Keine Super-Kräne für Hamburg St. Pauli
Hamburg sagt Koons ab

Der US-Künstler Jeff Koons wird nicht wie geplant den Spielbudenplatz auf der Reeperbahn mit einem Kunstwerk aus gigantischen Kränen gestalten. Das heftig umstrittene Projekt, das bisher rund 100 000 Euro verschlungen hat, werde nicht realisiert, erklärte Hamburgs Bausenator Mario Mettbach (Schill- Partei) am Mittwoch.

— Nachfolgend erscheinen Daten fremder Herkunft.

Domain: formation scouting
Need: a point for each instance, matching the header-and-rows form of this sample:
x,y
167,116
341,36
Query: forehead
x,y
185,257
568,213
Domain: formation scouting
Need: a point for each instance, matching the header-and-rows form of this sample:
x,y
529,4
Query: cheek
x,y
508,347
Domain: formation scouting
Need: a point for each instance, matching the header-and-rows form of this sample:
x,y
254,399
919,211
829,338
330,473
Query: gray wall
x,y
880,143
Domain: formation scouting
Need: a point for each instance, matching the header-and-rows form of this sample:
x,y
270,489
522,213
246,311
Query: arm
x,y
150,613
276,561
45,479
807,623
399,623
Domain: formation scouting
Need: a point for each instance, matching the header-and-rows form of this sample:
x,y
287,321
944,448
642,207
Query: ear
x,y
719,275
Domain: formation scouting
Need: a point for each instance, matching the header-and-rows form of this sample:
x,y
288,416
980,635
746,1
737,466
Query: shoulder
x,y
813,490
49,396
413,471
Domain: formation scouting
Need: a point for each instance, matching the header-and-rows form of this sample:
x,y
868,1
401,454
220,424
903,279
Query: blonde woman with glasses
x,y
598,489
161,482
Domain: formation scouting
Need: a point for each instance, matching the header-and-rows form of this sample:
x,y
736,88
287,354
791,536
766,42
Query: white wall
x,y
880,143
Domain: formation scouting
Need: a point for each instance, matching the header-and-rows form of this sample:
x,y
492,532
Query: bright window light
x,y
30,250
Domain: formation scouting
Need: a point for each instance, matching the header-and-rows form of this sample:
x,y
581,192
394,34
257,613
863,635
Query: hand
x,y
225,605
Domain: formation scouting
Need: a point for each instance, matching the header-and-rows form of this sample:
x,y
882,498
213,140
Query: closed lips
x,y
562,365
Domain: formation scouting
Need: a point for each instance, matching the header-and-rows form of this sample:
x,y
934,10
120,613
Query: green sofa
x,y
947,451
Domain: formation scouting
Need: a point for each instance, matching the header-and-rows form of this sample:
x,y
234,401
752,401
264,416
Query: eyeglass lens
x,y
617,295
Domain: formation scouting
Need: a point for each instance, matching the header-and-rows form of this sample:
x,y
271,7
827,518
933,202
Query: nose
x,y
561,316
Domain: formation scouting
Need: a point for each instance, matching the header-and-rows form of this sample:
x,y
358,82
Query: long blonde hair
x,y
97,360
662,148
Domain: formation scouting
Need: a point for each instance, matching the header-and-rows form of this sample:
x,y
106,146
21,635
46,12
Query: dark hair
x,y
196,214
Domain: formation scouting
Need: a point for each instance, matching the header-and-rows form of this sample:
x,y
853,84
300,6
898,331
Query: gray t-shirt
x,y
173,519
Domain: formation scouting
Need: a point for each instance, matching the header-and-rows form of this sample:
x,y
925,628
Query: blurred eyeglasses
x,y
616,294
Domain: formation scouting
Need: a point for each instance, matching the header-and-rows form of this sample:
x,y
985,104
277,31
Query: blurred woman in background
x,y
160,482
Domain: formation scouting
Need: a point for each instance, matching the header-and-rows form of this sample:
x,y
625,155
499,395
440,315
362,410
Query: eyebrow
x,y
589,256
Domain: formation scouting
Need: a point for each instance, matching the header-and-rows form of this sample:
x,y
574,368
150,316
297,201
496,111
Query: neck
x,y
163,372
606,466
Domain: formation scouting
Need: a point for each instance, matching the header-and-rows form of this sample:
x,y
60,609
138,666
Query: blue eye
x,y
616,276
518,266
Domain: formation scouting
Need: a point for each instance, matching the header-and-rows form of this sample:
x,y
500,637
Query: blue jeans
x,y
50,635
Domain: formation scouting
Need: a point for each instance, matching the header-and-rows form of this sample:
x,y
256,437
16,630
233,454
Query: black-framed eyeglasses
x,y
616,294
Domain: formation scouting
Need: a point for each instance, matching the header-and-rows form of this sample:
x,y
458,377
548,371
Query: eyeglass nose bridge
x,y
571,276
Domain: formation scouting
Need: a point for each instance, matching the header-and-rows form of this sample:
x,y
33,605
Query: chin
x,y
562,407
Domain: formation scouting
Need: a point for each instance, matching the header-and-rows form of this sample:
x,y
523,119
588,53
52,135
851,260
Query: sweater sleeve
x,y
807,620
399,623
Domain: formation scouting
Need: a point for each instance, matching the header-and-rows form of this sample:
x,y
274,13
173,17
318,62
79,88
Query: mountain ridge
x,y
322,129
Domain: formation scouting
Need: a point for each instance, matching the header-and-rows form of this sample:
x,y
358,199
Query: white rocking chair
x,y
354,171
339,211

HB/dpa HAMBURG. Stattdessen solle ein offener Wettbewerb zur Gestaltung des seit Jahrzehnten brachliegenden Platzes ausgeschrieben werden. Unabhängig davon wird der Platz so schnell wie möglich befestigt, um ihn für Wochenmärkte oder andere Aktivitäten nutzen zu können, wie Mettbach sagte.

Die Akzeptanz in Bevölkerung und Politik für die mehr als 100 Meter hohen Koons-Kräne sei zu gering gewesen. Er stehe nach wie vor zu dem Entwurf. Hamburg hätte mit dem Werk des Künstlers Akzente über die Grenzen der Stadt hinaus setzen können. „Mein Verständnis eines Volksvertreters lässt es jedoch nicht zu, eine so weit reichende Entscheidung gegen den erklärten Willen so vieler Hamburgerinnen und Hamburger zu treffen“, betonte Mettbach. Koons sei über die Absage ganz offensichtlich enttäuscht gewesen.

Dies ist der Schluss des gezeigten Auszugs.